I'm calculating the following integral: $\int \frac{1}{\sqrt{x^2+2}}dx$
I tried the following:
Performing $u$ substitution:
Let $x=\sqrt{2}\tan(u)$
$x^2=2\tan^2(u)$
$dx=\sqrt{2}(1+\tan^2(u))du$
$\int \frac{1}{\sqrt{x^2+2}}dx=\int \frac{\sqrt{2}(1+\tan^2(u))du}{\sqrt{2\tan^2(u)+2}}= \int \frac{(1+\tan^2(u))du}{\sqrt{\tan^2(u)+1}} = \int \frac{(1+\tan^2(u))du}{\sqrt{\tan^2(u)+1}}=\int \frac{1}{\cos u}du$
=$\int \frac{\cos u}{ cos^2u}du=\int \frac{\cos u}{1-\sin^2u}du$
Let $t = \sin u$
$dt=\cos u.du$
$\int \frac{dt}{1-t^2}du= \frac{1}{2}\int\frac{1}{1-t}+\frac{1}{2}\int\frac{1}{1+t}du=\frac{1}{2}\ln(\frac{1+t}{1-t})=\frac{1}{2}\ln(\frac{1+\sin u}{1-\sin u})$
$=\ln(\sqrt{\frac{1+\sin u}{1-\sin u}})=\ln\left(\sqrt{\frac{(1+\sin u)^2}{1-\sin^2u}}\right)=\ln\left(\frac{1+\sin u}{\cos u}\right)=\ln\left(\frac{1}{\cos u}+\tan u\right)$
Substituting $u$ with $\arctan\frac{x}{\sqrt{2}}$ We get:
$\ln\left(\frac{1}{\cos u}+\tan u\right)=\ln\left(\frac{x}{\sqrt{2}}+\sqrt{1+\frac{x^2}{2}}\right)$.
Although the formula says $\int \frac{1}{\sqrt{x^2+a^2}}dx=\ln(x+\sqrt{x^2+a^2})$
So the answer shoud have been $ln(x+\sqrt{x^2+2})$?
Thanks for the help!
You are absolutely correct.
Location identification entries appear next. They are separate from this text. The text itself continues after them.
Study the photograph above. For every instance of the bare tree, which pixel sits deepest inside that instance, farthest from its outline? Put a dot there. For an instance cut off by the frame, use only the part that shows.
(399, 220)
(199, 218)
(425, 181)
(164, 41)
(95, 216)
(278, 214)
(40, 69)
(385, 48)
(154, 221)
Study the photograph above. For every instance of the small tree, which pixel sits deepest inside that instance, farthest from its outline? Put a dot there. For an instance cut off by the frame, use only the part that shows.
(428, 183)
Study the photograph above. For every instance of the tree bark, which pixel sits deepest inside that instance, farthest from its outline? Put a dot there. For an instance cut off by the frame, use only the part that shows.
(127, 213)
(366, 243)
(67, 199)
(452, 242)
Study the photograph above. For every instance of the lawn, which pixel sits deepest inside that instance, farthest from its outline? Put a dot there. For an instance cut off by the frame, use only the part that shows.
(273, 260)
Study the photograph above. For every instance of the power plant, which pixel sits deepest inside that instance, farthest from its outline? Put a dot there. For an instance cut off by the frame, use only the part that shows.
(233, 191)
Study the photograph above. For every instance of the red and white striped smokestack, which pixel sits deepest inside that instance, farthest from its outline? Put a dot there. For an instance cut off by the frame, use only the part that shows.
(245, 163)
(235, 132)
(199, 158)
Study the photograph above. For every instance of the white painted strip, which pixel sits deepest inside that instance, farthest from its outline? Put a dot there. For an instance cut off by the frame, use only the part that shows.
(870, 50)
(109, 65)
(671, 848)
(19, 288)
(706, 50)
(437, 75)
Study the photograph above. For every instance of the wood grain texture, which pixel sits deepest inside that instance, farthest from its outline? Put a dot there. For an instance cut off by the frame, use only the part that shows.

Note that the difference between your answer and the most common form of the answer is a constant. Note that: $$\ln(\frac{x}{\sqrt 2} + \sqrt{1+ \frac{x^2}{2}}) = \ln(\frac{1}{\sqrt 2}\left[x + \sqrt{x^2+2}\right]) = \ln(x + \sqrt{x^2+2}) - \color{red}{\ln \sqrt 2}$$
where the red part is a constant. Note that $\ln(ab) = \ln a + \ln b$.